Forum Moderators: not2easy
Is this legal and normal? Bare in mind that this is a unique market. Using the U.S. as an example there are 2 large companies and a couple dozen small custom shops. She is in Canada and (with 15 employees) is probably the largest of a handful companies in the country. The big firms regularly pour funds into attempts to stomp out the little guys through litigation. If it isn’t legal or even questionable, she will be spending time in court.
My grandmother used to say, "There's no point selling your soul to the devil if you don't even get a good price for it!"
The main context I can think of where using a competitor's name might be both defensible and effective would be in an objectively verifiable compare-and-contrast review comparing their product/service and hers.
Her argument for doing this is that 3 of the big company names are household. Potential clients might well use them in a search.
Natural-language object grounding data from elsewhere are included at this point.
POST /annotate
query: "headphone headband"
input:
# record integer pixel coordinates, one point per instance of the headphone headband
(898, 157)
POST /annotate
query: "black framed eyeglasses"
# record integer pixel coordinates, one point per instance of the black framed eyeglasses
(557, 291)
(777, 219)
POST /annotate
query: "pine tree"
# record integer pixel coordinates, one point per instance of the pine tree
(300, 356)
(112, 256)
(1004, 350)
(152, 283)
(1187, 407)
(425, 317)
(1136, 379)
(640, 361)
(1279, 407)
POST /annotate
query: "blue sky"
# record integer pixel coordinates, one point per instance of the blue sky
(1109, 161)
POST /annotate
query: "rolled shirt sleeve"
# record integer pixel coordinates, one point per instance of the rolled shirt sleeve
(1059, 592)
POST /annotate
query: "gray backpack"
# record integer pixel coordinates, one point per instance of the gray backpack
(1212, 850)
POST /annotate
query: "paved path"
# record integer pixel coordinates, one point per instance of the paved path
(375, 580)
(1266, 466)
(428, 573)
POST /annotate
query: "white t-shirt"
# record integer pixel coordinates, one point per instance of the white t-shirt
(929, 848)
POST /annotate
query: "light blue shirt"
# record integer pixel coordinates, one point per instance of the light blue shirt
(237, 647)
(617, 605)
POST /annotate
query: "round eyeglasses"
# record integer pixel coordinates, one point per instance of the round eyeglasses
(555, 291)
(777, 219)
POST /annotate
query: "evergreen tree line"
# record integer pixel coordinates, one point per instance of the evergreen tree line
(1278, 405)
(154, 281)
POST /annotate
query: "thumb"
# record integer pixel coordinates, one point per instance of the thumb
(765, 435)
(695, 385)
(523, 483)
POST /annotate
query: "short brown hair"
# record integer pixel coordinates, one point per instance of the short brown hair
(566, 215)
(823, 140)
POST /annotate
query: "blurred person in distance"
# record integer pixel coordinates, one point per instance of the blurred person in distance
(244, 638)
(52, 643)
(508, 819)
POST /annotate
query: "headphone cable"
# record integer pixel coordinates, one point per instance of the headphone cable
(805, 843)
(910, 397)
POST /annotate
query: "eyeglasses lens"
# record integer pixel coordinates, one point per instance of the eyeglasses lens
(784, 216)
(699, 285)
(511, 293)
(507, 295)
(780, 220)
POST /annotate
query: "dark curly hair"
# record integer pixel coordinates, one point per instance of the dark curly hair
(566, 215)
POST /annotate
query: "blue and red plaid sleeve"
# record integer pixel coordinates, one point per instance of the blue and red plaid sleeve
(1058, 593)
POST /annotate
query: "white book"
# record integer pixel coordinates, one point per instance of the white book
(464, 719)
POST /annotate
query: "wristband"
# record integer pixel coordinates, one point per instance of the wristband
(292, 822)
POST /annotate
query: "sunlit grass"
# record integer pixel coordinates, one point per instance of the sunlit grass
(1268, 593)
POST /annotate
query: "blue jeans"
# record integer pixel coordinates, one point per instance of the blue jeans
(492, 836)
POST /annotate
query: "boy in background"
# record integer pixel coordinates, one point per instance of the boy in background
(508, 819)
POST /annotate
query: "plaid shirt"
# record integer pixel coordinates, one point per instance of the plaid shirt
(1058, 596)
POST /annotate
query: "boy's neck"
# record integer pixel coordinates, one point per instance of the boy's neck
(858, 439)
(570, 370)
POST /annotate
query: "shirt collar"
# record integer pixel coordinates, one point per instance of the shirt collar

Knowing a bit about the business I can say that she's right.
Actually having the names included in a product comparison seems to me (as a layman) to be a little more legally plausible.
I recently gave some advice to a merchant who wanted to find ways to capitalize on his competitors' names. (I suspect that the idea was triggered by a competitor bragging about his traffic.) I raised ethical objections, but it was effectiveness, not ethics, that talked him out of it. WordTracker showed that while there were indeed several hundred searches a day for various competitors by name, there were tens of thousands of searches for variants on some "generic widget" terms where he didn't rank at all. He could see that the generic terms would be far more productive targets.